Mapatatio
As pessoas têm de ter cuidado com o sotaque e com aquilo que é dito. Na sessão solene da Aleac desta sexta-feira (16), quem estava em casa, assim como eu, não entendeu quando o promotor Rogério Voltolini falou no “mapatatio”.
Nova espécie
A forma como foi dita a palavra, findou em algo ininteligível. Afinal, o que é um mapatatio? Alguma nova espécie de macaco ou de fruta? Ainda bem que logo a seguir ele falou pausadamente e deu para entender: mapa tátil. Um mapa para os deficientes visuais se localizarem.
Oficina
Por falar em deficientes, somente dois deputados estavam presentes na sessão solene. O presidente ao menos justificou. Mas onde estavam os outros, que aprovaram a sessão? E não são precisos ao menos três deputados para abrir os trabalhos?
Virando
Tião Viana está em Tarauacá neste fim de semana para tentar fechar o buraco do Titanic. Levou ainda uma penca de ‘aspones’ (assessor de porcaria nenhuma). A questão é: “Tião ajuda a levantar ou afundar a candidatura?”
Perdido
Mas os integrantes da Frente Popular mais lúcidos já chegaram a uma conclusão: “O mundo é bão, Sebastião”, mas Tarauacá é um barco perdido no meio do mar. Não tem solução à vista.
Apostas
As apostas de desenvolver o Estado por parte dos governos petistas têm quase todas esbarrado em problemas de planejamento, gestão ou mercado. Uma das mais antigas foi a produção de pupunha, que apesar da histeria inicial, não deu certo.
Erradas
Outra foi o plantio de pimenta longa. O governo saiu correndo e orientando os produtores rurais a plantarem.

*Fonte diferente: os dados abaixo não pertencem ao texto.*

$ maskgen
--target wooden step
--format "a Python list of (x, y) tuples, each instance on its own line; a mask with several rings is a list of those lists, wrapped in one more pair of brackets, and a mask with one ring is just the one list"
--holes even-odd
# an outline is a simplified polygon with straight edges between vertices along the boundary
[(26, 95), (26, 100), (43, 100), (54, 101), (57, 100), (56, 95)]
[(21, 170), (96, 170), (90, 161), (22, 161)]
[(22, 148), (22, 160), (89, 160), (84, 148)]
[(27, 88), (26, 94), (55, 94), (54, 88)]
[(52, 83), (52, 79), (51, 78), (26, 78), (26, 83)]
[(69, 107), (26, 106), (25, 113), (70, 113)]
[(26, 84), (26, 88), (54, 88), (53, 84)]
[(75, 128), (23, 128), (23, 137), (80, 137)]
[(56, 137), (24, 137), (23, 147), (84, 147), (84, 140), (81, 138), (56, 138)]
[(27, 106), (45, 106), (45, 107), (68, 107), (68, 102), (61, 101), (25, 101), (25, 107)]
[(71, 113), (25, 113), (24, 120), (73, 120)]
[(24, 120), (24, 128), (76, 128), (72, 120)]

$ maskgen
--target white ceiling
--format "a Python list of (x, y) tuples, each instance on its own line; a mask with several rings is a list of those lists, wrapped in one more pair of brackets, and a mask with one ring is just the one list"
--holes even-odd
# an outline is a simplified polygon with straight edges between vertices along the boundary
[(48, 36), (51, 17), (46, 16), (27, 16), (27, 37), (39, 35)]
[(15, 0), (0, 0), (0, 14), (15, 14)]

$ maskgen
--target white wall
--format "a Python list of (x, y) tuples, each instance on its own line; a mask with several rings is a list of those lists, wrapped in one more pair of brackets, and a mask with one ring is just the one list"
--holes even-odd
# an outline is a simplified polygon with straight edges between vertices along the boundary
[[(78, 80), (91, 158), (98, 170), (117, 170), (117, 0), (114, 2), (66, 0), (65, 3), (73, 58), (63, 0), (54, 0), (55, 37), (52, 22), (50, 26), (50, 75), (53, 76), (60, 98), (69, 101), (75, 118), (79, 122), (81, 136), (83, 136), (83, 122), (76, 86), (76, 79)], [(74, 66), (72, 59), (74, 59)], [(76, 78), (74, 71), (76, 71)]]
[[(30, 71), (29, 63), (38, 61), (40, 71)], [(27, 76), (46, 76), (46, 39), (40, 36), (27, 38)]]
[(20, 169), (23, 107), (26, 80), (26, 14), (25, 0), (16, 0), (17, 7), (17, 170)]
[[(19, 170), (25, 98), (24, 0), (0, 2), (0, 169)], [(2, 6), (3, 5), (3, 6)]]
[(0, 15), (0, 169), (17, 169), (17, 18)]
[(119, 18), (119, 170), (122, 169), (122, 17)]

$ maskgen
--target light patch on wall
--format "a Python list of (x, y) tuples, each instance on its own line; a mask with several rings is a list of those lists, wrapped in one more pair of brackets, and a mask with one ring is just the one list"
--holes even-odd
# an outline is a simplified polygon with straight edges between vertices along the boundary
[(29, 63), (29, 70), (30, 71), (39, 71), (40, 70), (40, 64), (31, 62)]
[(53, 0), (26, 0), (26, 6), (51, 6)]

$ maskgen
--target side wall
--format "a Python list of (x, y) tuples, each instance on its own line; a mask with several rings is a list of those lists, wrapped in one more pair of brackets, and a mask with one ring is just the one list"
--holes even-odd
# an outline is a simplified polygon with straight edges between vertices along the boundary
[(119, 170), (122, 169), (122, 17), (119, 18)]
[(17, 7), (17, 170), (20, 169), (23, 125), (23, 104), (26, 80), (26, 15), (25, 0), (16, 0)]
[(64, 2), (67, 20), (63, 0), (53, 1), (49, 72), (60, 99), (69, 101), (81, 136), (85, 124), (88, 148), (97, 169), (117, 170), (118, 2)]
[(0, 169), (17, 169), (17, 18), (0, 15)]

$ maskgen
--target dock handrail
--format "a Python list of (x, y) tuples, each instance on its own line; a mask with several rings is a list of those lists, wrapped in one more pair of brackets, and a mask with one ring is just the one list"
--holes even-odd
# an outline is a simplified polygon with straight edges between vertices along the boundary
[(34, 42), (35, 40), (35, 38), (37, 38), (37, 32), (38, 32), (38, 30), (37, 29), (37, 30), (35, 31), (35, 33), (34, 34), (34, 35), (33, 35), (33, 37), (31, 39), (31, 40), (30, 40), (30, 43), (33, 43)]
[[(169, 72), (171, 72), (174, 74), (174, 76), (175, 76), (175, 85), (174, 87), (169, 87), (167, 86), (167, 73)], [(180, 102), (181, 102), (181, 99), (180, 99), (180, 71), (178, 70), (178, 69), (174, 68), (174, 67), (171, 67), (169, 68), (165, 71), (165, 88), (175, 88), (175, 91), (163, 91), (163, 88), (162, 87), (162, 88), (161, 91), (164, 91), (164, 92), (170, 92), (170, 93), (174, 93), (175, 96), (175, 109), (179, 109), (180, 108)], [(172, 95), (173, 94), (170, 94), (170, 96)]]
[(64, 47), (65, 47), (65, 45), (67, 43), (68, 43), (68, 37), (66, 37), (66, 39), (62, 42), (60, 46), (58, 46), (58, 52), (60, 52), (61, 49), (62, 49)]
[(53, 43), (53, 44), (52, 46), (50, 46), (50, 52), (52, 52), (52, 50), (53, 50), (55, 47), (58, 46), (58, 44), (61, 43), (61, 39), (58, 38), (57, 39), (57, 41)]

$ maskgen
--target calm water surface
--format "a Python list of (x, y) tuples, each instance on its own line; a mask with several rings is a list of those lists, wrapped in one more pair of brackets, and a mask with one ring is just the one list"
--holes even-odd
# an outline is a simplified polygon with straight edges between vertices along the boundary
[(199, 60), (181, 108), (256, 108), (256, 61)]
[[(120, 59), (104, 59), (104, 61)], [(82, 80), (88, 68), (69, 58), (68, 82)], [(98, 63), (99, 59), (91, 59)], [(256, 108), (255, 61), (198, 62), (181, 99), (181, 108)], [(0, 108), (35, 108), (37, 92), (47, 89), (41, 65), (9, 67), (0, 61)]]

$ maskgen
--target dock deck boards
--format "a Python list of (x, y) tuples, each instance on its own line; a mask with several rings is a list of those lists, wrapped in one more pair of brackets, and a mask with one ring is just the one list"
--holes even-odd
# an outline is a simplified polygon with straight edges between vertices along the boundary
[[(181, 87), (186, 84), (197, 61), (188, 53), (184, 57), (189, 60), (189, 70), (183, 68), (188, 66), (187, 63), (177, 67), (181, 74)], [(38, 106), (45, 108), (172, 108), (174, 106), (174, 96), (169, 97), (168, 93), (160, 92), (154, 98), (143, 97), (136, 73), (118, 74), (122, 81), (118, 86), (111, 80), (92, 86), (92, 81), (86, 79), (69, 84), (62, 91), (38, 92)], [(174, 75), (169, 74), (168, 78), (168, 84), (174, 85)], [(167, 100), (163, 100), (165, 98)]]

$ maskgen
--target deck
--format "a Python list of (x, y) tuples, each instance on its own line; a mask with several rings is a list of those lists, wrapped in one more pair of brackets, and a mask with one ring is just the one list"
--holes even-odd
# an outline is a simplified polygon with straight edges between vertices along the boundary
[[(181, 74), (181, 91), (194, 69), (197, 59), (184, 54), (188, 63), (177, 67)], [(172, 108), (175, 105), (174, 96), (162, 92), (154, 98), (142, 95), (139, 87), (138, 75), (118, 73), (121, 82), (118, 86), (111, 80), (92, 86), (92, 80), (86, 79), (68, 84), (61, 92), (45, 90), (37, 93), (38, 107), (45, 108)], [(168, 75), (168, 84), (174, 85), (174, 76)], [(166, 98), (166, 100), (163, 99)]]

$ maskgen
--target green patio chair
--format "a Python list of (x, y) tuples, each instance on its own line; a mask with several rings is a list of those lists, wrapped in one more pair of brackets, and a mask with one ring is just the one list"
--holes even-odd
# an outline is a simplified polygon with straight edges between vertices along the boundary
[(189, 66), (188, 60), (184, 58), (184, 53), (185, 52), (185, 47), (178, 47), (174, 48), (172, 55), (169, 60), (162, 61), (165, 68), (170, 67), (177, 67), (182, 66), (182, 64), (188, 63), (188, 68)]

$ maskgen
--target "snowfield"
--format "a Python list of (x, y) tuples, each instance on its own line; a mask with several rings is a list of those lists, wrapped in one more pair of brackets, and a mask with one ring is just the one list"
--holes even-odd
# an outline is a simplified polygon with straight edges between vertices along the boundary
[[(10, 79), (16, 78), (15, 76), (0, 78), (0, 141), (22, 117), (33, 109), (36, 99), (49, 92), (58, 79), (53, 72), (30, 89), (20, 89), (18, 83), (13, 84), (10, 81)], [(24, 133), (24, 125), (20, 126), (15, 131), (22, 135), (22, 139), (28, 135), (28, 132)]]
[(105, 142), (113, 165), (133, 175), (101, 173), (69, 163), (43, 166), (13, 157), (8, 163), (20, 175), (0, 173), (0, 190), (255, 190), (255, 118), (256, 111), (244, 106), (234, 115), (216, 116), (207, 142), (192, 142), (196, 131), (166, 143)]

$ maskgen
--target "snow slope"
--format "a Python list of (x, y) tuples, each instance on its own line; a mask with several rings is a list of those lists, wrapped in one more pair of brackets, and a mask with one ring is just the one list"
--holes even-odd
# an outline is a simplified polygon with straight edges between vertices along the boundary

Assim como a pupunha, esqueceu de ouvir os técnicos. A produção só funciona mecanizada e a extração do óleo precisa ser monitorada pela Polícia Federal. Ou seja, também não funcionou.
Madeira
Em plena “florestania” foi a fábrica de tacos, em Xapuri. De nada adiantou os técnicos berrarem não haver mais madeira de qualidade e em quantidade naquela região, a empresa também quebrou e está abandonada.
Camisinha
Outra foi a fábrica de camisinhas. Os profissionais avisaram que o látex local é muito bom para borracha bruta, mas não para a indústria. Teimaram, importaram látex da Bahia e São Paulo para manter funcionando, agora vão vender.
Peixe
Agora quem patina é a “Peixes da Amazônia”. Irrigada com recursos públicos e financiamentos subsidiados, já aponta para o fracasso. Tão logo os produtores começaram a entregar os peixes, descobriram que a “parte do leão” ficava na empresa, mas o pequeno mercado de Rio Branco pagava melhor. E a empresa agora compra peixe em Rondônia, estando mal das pernas.
Frango e porco
As apostas em frango e porco são as que estão mais próximas de vingarem, mas ainda necessitam de muito apoio do setor público, sem as quais não vingarão. Talvez a ideia do produtor integrado seja a solução, mas é preciso ainda mais um tempo.
Quinari
Apesar de espernear e chamar todo mundo com um mínimo de “nome” na política acreana para apoiá-lo, Ney do Miltão ainda patina. A questão é que a população do Quinari é historicamente contra o PT. Esse é o grande problema da candidatura dele.
Apague a luz
Hoje a questão no Acre é: “o último a ser preso não esqueça de apagar a luz da sala”. É tanto rolo e tanto preso que pode faltar até mesmo faltar alguém para apagar a luz do cenário político. Mas todo corrupto merece ser preso e mofar na cadeia.
Ressuscitado
O deputado Rocha estava brigado com todo mundo na oposição. Até mesmo a eleição dele estava complicada, por falta de coligações viáveis. Mas aí vem um grupo de ‘aloprados’ e alavancam o nome do homem. Se têm alguns que pensam dentro do PT, às vezes estes ficam de lado e os ‘aloprados’ fazem o “número 2” no ventilador.
E agora?
Com a provável federalização do caso do Comando Vermelho em Rio Branco, por conta da vinculação das investigações a um deputado federal, agora a coisa pode pegar para valer. É muito, mas muito pouco provável, que algo chegue na ‘pedra’, mas rolo é rolo. Quando começa a desenrolar, ninguém sabe onde vai acabar.